Steam Granulation which is a modification on wet granulation. Steam is used as a binder instead of water. This process has many benefits. It offers higher distribution uniformity, a higher diffusion rate into powders and more favourable thermal balance during drying. Steam granules are more spherical with a large surface area, therefore an increased dissolution rate of the drug from granules. Processing times are shorter, producing more tablets per batch. Steam is far more environmentally friendly as compared to organic solvent. There are no health hazards to the operators, nor are there restrictions by ICH on traces left on the granules. Freshly distilled steam is sterile so the total count can be kept under control. Steam also lowers dissolution rate so it can be used to prepare taste-masked granules without modifying the availability of the drug.

Melt Granulation

Melt Granulation is achieved by the addition of mouldable binder.
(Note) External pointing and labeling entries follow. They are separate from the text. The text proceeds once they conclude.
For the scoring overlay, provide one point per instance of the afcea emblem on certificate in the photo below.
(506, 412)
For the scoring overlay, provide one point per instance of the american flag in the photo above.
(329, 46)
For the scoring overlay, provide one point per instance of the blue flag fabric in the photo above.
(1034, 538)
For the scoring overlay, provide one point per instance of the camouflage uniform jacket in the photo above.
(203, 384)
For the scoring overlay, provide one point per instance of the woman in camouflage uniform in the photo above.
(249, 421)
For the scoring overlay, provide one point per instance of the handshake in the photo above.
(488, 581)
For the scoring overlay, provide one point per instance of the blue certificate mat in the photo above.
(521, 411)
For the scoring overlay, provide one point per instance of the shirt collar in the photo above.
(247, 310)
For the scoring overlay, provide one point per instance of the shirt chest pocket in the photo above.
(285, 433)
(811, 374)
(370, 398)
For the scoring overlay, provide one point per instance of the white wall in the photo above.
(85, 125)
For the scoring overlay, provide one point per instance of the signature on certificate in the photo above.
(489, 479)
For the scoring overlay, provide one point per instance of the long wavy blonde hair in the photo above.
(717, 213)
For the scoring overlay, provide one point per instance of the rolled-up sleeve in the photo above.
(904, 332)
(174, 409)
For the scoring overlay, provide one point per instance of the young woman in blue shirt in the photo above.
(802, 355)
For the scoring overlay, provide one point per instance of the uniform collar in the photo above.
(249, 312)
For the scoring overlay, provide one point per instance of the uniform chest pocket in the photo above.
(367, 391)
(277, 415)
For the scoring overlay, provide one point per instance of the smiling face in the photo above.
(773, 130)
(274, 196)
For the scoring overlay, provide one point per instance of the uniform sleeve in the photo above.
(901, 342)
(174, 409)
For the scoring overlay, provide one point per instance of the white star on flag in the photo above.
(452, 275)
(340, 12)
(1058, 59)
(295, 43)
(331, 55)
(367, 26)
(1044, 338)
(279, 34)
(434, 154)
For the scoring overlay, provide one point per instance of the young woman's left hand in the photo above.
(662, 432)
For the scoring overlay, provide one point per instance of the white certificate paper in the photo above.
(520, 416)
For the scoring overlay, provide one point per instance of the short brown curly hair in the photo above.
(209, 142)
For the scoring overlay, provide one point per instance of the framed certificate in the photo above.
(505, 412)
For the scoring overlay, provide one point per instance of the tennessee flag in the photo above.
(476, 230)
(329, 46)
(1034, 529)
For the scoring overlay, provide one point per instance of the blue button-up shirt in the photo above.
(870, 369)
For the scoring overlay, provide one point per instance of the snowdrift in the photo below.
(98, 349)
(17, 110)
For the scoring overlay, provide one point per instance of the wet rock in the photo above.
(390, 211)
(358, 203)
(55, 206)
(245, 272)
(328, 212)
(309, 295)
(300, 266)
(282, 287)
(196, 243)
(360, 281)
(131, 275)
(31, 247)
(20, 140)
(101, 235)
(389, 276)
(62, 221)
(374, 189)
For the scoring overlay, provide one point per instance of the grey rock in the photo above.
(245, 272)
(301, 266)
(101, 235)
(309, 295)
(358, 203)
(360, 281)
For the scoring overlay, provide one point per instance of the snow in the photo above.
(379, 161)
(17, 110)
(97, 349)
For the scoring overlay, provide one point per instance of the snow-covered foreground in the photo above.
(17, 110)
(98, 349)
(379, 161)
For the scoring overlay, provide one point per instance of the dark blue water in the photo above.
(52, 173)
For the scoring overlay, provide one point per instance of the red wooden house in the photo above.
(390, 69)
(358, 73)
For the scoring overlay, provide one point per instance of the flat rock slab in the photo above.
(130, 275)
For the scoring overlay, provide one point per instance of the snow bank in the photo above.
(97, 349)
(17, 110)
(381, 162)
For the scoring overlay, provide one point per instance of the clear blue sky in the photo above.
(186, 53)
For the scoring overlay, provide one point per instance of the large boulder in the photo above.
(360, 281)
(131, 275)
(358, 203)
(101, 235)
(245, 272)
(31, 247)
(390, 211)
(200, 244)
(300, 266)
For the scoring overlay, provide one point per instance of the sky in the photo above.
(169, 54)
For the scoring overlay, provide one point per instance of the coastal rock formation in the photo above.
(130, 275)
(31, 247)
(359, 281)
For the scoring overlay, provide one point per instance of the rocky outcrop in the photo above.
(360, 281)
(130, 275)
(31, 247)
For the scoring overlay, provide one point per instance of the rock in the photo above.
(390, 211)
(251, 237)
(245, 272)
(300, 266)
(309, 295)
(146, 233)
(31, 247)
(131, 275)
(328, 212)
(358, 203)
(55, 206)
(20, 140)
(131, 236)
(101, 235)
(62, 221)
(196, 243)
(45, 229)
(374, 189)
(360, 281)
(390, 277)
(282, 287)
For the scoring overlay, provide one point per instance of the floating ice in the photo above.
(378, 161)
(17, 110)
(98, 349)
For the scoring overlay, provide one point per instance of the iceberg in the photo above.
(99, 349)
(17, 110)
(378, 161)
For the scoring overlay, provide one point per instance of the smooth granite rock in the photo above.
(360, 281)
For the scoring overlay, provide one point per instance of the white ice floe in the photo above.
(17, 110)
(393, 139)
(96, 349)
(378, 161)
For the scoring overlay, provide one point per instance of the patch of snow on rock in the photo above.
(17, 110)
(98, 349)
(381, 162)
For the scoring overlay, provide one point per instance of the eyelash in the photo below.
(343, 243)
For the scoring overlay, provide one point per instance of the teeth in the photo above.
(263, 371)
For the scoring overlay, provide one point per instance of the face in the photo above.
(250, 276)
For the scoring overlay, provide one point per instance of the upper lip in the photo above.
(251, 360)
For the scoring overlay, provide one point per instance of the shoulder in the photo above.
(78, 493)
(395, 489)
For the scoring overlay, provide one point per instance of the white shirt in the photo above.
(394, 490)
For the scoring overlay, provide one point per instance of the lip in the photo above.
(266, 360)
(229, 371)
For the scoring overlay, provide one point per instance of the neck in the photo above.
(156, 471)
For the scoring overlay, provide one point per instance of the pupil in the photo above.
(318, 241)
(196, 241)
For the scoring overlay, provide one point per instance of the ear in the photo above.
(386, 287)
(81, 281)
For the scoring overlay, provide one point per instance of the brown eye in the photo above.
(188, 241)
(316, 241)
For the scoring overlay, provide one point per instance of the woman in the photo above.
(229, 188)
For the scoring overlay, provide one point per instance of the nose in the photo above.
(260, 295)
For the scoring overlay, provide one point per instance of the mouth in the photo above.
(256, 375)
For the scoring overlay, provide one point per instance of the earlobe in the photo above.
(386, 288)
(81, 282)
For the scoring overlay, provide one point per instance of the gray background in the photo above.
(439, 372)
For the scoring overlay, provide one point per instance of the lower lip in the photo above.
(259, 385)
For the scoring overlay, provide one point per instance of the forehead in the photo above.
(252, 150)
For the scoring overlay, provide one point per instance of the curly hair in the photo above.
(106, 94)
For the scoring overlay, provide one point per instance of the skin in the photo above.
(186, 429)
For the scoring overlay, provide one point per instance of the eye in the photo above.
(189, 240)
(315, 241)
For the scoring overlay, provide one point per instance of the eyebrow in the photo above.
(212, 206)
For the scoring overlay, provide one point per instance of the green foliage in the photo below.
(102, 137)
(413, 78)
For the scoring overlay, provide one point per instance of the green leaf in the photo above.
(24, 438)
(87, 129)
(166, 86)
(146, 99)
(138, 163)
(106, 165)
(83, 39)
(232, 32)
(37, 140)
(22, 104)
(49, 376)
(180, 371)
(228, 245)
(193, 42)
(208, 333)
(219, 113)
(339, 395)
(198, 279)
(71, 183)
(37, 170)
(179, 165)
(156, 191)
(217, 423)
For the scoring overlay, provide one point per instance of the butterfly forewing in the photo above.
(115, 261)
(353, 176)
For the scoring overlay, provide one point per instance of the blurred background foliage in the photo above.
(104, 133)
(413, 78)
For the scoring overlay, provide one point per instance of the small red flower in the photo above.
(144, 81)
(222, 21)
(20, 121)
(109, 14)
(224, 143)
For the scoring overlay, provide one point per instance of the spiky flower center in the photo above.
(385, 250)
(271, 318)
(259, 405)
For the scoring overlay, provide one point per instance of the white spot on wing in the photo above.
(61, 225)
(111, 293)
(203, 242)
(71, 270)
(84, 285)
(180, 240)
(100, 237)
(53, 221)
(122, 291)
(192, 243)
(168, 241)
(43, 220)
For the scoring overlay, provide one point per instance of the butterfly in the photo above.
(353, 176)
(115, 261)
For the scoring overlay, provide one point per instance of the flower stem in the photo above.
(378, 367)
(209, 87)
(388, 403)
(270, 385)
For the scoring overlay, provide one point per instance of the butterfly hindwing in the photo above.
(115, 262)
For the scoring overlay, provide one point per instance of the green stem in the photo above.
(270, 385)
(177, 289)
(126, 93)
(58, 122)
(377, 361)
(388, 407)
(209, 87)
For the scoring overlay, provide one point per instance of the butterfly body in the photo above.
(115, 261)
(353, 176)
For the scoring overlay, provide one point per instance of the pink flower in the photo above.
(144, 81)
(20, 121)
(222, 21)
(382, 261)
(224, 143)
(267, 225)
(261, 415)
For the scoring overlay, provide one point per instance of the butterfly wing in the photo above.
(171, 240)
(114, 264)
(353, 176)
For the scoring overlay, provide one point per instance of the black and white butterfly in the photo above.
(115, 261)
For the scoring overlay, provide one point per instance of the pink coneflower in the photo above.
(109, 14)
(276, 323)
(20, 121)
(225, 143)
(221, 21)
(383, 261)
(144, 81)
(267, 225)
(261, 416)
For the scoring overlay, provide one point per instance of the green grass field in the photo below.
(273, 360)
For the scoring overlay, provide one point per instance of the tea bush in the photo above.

Mouldable binders are in a solid state at room temperature but melt in the temperature range of 50 – 80˚C. When melted, the binder acts as a binding liquid. This process does not need drying as dried granules are created by cooling down to room temperature.

Foam Granulation

Foam Granulation is when liquid binders are added as aqueous foam. Foam granulation has many benefits over wet granulation as it needs less binder and less water to wet granulate. The foam is added at a greater rate than sprayed liquids leaving no detrimental effects on granulation or tablet. There is no over wetting or plugging problems as spray nozzles are eliminated. This method is handy when granulating water-sensitive formulations. It uniformly distributes binder throughout the powder bed and reduces drying time and therefore manufacturing time. Immediate release and controlled release formulations need much less binder with this process.